Quest’ultima raccolta non è introdotta da un’epigrafe, che è invece presente all’inizio dell’ultima poesia, che è sintesi e conclusione di un lungo discorso poetico.
“Stelle! Non voglio morire! Sono pieno di talento!”
Jules Laforgue, “Éclair de gouffre”
Sonare su un violino in fiamme
una mia seguidilla,
prima che cada il sipario come una ghigliottina.
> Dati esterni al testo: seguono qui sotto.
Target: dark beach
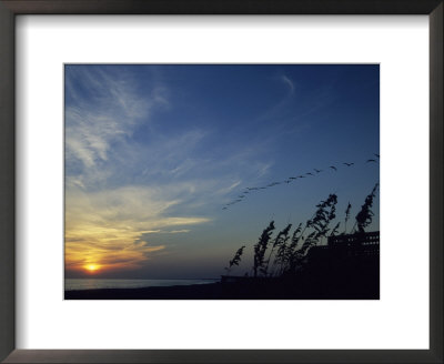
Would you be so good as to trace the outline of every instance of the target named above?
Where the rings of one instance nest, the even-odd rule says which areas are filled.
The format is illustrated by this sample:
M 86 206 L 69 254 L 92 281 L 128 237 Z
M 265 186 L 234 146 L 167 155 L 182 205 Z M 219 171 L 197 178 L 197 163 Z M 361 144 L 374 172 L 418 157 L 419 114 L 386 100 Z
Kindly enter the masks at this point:
M 65 291 L 65 300 L 379 300 L 379 280 L 373 284 L 341 280 L 255 281 L 209 283 L 144 289 Z M 375 284 L 377 282 L 377 284 Z

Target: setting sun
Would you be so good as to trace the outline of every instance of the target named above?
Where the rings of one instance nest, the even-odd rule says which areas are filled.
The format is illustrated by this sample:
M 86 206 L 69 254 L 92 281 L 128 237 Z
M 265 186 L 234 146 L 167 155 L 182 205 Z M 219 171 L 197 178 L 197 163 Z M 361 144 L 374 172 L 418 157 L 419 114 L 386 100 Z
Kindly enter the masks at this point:
M 89 272 L 95 272 L 97 270 L 100 269 L 100 265 L 98 265 L 98 264 L 88 264 L 88 265 L 85 265 L 84 267 L 85 267 L 87 271 L 89 271 Z

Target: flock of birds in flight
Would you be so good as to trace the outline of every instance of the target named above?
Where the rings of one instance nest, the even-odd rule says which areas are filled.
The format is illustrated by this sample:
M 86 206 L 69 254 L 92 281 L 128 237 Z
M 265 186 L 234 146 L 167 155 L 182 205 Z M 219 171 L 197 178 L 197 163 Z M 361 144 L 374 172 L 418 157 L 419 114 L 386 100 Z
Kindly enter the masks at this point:
M 380 154 L 374 153 L 374 155 L 375 155 L 376 159 L 369 159 L 365 163 L 377 163 L 379 160 L 380 160 Z M 342 164 L 346 165 L 347 168 L 354 165 L 354 163 L 347 163 L 347 162 L 344 162 L 344 163 L 342 163 Z M 329 169 L 331 169 L 331 170 L 334 171 L 334 172 L 337 172 L 337 166 L 336 166 L 336 165 L 330 165 Z M 274 188 L 275 185 L 283 184 L 283 183 L 289 184 L 289 183 L 292 183 L 292 182 L 296 181 L 297 179 L 305 179 L 305 178 L 307 178 L 307 176 L 314 176 L 314 175 L 316 175 L 317 173 L 323 172 L 323 170 L 317 170 L 317 169 L 313 169 L 313 171 L 314 171 L 315 174 L 313 174 L 312 172 L 307 172 L 307 173 L 305 173 L 305 174 L 300 174 L 300 175 L 296 175 L 296 176 L 289 176 L 286 180 L 283 180 L 283 181 L 274 181 L 274 182 L 271 182 L 271 183 L 269 183 L 269 184 L 266 184 L 266 185 L 264 185 L 264 186 L 246 188 L 246 190 L 243 191 L 243 192 L 236 198 L 236 200 L 226 203 L 226 204 L 222 208 L 222 210 L 226 210 L 226 209 L 229 209 L 230 206 L 232 206 L 232 205 L 234 205 L 234 204 L 236 204 L 236 203 L 240 203 L 240 202 L 244 201 L 244 199 L 246 198 L 246 195 L 250 194 L 250 193 L 258 192 L 258 191 L 261 191 L 261 190 L 271 189 L 271 188 Z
Mi piace il fragore, il bailamme,
ma la mia vita arlecchina,
veliero viluppo di stracci,
con la sua gracile chiglia
si impiglia in un groppo di ghiacci.
Avanzare con grandi falcate di goffa pavana,
gonfiarsi come una rana.
Riempire di propri scartafacci la stiva,
sognare che il nome
fra tanto oblio sopravviva.
Quanta enfasi, quanta arroganza cetrulla.
O vita, o Hanna Schygulla,
sciantosa di varietà, sulla riva
del Nulla.
L’anno scorso ricorreva il centenario della nascita di questo nostro grande poeta e saggista e il cinquantesimo della pubblicazione del suo volume più celebre, “Praga magica”. Nessun oblio potrà cancellare il suo nome.